# Supply house price on 30 lb R22 in your area?



## Electric_Light (Nov 25, 2007)

There was a thread on "price to fill Freon" that went on for a long time. As far as I know, this discussion isn't prohibited here since this is not a part of the Contracting Business Magazine discussion forum.


----------



## Tom Struble (Mar 2, 2007)

i hear it...a lot:blink: dam you Obama


----------



## Tinstaafl (Jan 6, 2008)

Electric_Light said:


> There was a thread on "price to fill Freon" that went on for a long time. As far as I know, this discussion isn't prohibited since this part of the Contracting Business Magazine discussion forum.


Is there a question in there somewhere? The thread you refer to is "Price to fill R-22 Freon", and it's readily available for pot-stirring.


----------



## Tom Struble (Mar 2, 2007)

oh..? did i faux pas?:sad:


----------



## beenthere (Mar 5, 2009)

> * Supply House Price On 30 Lb R22 In Your Area? *


Doesn't matter. I don't base my price for anything on only what the supply house charges me for it.


----------



## firedave19 (Aug 5, 2011)

Just bought 30 pound jug in wheeling,wv. 350$


----------



## BIG_JER (Jun 8, 2012)

how much is it? 
too much to be able to give smokin deals anymore.

the price in california keeps going on up. the last i saw a few months ago was $370. per 30lb cylinder.


----------



## Dr Heat (Dec 25, 2008)

385


----------



## Electric_Light (Nov 25, 2007)

Just compiled this from data I've gathered on the Internets. 

You'll have to click to expand it.

R-22 USD per kg. The unmarked line is USD/ US LB 
The dramatic price jump occurred between January and February this year.
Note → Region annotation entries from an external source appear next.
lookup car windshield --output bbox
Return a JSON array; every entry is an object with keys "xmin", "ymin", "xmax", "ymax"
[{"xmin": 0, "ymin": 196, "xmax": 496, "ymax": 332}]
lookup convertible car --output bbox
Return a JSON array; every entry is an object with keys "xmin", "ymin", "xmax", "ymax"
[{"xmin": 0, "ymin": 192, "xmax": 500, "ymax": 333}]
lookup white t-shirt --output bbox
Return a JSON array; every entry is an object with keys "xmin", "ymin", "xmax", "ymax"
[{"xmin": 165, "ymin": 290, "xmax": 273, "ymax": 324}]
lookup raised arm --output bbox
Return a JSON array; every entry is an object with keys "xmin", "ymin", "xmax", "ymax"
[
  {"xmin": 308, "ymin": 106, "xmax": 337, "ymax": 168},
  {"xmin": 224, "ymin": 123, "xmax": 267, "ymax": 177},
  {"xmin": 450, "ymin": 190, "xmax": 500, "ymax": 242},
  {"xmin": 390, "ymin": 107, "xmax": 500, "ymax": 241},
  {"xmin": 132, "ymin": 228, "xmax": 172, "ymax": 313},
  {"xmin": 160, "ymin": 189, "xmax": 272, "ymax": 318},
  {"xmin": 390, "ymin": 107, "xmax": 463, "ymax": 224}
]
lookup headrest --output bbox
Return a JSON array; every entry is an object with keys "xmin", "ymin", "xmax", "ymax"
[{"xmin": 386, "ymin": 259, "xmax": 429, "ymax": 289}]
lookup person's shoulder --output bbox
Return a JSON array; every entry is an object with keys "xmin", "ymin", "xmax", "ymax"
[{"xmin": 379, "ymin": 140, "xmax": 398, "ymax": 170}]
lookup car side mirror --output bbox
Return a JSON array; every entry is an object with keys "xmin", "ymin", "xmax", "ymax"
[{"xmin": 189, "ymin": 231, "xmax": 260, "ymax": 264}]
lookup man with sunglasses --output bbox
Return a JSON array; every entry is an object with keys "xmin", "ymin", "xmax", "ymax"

It went from $10.07/kg in January 2012 to $27.07/kg in February 2012.


----------



## beenthere (Mar 5, 2009)

You should lobby the EPA, if you want the price to come back down.


----------



## flashheatingand (May 3, 2008)

I would jump on that band wagon.


----------



## flashheatingand (May 3, 2008)

2012, 2020, 2025 the price gouging thing is inevitable. If not today, the gouging will take place in the future. There are companies that are capitalizing on the situation. 

At the going rate as mentioned before, central a/c will be a luxory for many. And, truth be told, many hvac companies are being just as greedy as the oil barons that many people loathe.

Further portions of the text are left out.